In 1996 Baker created The Remedy, a weekly hip-hop event based in Philadelphia. Together with his long time partner Rich Medina, The Remedy quickly became one of the epicenters of global hip-hop culture, being deemed by hip-hop impresario Bobbito Garcia to be "the dopest continuous weekly hip-hop jam in the United States". Over the course of 7+ years The Remedy hosted a lineup of diverse talent such as MF Doom, DJ Jazzy Jeff, Goldie, Coldcut, DJ AM, J Dilla & Slum Village, Madlib, Common, Black Thought, Questlove, Kurupt, Pharoahe Monch, Bahamadia, Prince Paul, Kid Koala, DJ Craze, DJ Spinna and many more. To this day Cosmo still produces events under the Remedy brand.

In 2003 Baker was one of the founders of The Rub, a Brooklyn based party and DJ collective. He left the group in 2012.

Baker has toured with Redman, Pharoahe Monch, Brand Nubian, Crooklyn Dodgers, DJ Premier, A-Trak, Roy Davis, Jr. and many others. He has toured in over 50 different countries on 5 continents.

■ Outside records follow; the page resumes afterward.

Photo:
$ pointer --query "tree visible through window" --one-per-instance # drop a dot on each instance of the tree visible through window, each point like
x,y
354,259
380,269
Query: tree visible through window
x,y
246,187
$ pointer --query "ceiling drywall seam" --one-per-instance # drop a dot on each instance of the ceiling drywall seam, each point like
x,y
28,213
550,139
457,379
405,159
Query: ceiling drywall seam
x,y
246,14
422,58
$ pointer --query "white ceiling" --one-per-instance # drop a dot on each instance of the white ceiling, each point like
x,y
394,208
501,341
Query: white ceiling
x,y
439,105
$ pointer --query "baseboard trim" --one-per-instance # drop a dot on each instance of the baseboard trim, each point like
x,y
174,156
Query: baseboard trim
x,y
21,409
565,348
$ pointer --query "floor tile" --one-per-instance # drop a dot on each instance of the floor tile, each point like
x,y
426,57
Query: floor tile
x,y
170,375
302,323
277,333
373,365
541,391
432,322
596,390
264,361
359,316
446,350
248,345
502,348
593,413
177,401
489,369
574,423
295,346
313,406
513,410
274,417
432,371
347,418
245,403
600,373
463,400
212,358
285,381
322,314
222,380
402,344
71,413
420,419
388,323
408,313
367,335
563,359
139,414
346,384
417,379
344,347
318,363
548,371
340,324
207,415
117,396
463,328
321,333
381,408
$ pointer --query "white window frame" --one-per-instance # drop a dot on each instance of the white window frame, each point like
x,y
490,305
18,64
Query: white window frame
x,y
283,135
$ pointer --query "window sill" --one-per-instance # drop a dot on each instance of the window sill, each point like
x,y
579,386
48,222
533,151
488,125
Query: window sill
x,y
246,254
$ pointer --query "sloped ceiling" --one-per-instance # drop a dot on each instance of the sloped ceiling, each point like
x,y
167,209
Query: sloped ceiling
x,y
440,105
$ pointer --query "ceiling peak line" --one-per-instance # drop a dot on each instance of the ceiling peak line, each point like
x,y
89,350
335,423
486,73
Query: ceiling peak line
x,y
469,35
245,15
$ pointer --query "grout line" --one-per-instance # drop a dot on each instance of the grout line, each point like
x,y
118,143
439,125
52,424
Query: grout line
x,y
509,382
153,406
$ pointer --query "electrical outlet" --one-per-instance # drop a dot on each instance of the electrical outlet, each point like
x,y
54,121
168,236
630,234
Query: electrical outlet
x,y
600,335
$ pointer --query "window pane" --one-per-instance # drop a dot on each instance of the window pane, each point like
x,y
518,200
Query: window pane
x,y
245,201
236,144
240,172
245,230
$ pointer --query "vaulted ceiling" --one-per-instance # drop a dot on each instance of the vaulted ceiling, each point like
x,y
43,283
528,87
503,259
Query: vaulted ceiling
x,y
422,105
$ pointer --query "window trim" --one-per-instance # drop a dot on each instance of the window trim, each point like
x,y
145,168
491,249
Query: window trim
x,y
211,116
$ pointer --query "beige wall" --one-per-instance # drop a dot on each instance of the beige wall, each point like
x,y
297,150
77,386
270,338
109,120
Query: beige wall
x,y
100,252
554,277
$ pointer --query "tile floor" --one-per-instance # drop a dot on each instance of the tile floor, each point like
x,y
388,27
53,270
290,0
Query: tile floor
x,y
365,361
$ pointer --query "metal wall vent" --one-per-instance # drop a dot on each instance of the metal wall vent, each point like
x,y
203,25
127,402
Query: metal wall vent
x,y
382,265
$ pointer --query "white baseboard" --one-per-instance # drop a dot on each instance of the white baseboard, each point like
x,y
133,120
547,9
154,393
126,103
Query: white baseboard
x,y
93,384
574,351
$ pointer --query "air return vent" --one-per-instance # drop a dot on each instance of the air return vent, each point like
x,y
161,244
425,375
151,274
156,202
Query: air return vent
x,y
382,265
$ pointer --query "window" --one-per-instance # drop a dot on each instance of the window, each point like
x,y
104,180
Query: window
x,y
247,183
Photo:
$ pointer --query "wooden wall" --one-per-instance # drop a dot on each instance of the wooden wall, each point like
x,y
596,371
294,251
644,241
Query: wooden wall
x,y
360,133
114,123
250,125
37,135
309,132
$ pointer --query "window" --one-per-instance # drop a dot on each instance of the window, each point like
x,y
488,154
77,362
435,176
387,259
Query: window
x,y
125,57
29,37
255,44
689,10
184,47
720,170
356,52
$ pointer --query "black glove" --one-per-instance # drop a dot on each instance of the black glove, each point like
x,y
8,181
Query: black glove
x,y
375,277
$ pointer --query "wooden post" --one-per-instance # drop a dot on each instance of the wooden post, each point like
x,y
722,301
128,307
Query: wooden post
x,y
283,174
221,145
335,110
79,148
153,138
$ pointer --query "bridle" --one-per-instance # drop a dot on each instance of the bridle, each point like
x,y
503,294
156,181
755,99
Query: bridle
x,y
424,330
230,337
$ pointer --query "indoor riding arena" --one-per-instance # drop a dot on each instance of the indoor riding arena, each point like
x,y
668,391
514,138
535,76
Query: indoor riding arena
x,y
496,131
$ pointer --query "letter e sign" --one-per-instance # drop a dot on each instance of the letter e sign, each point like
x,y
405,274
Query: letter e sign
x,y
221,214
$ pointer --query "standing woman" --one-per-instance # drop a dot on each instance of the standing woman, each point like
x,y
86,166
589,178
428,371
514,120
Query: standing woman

Baker has performed with, opened for or played alongside a wide list of artists such as Jay-Z, Drake, The Roots, ASAP Rocky, Black Eyed Peas, Erykah Badu, Aloe Blacc, Janelle Monáe, Pitbull, Ty Dolla Sign, Trey Songz, Wu-Tang Clan, Run-DMC, De La Soul, Public Enemy, N.E.R.D., Sharon Jones & the Dap-Kings, Santigold, M.I.A., Dev Hynes, Thundercat, BadBadNotGood, Moses Sumney, The Chemical Brothers, Moby, LCD Soundsystem, MSTRKRFT, Justice, MGMT, Chromeo, Hercules and Love Affair, Death Cab for Cutie, Band of Horses, Blonde Redhead and many more.

As a DJ, Baker has played alongside or opened for Biz Markie D-Nice, Diplo, Z-Trip, Mark Ronson, Kevin Parker, Frankie Knuckles, Tony Humphries, Steve Aoki, Mix Master Mike, Gilles Peterson, DJ Drama, Just Blaze, DJ Scratch and many others.

As of 2022 Baker lives in Philadelphia, Pennsylvania.